The plan also says JAL will cut its workforce by 37 percent by the end of fiscal 2014, compared with the end of fiscal 2008.
Through the public offering of its shares, JAL aims to repay ¥350 billion worth of capital that its rehabilitation administrator, Enterprise Turnaround Initiative Corp. of Japan, will inject into the airline, the sources said.
The airline believes that relisting should be done at an early date as a way to ensure the independence of its management and serve as a symbol of the rehabilitation, the sources said.
Some experts are saying JAL is slow in compiling its recovery plan, comparing the airline with U.S. auto giant General Motors Co., which earlier this month filed an application to relist its shares a year after delisting.
JAL was delisted in February after filing for bankruptcy protection in mid-January.
Major creditor banks are expected to formally approve the rehabilitation plan by Aug. 27, the sources said.
Mizuho Corporate Bank, Bank of Tokyo-Mitsubishi UFJ, and Sumitomo Mitsui Banking Corp., will rescind their earlier position of seeking the purchase by ETIC of remaining debt following the debt waiver.
With the concerned parties agreeing on the rehabilitation plan of JAL, negotiations will begin on the carrier’s request to the banks for fresh loans of about ¥320 billion.
“Even if we agreed on the rehabilitation plan, providing fresh loans is an entirely different issue,” a senior official of one of the banks said.
The sources said 31 banks, including the governmental Development Bank of Japan, will waive ¥383 billion in loans to JAL. If corporate bonds and financial products are included, the requested debt waiver totals ¥521.5 billion.
Japan’s former flag carrier has been stepping up efforts to come up with turnaround measures, including cutting personnel and unprofitable routes.
JAL is in the midst of restructuring to return to profitability by cutting costs.

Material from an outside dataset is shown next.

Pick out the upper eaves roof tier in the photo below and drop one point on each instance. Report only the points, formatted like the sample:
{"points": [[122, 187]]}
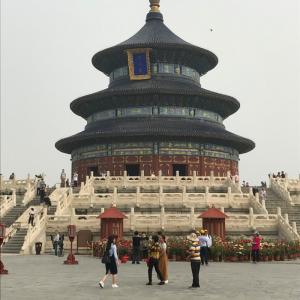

It will cut 19,133 jobs, or 37 percent, to 32,729 by March 2015 from the level in March 2009, according to the recovery plan.
Of the cut, 8,339 will come from an early retirement plan with monetary incentives.
The plan includes purchasing 65 energy-efficient airplanes, reducing flights from and to Kansai and Chubu international airports and selling subsidiaries engaged in various businesses at airports in Japan.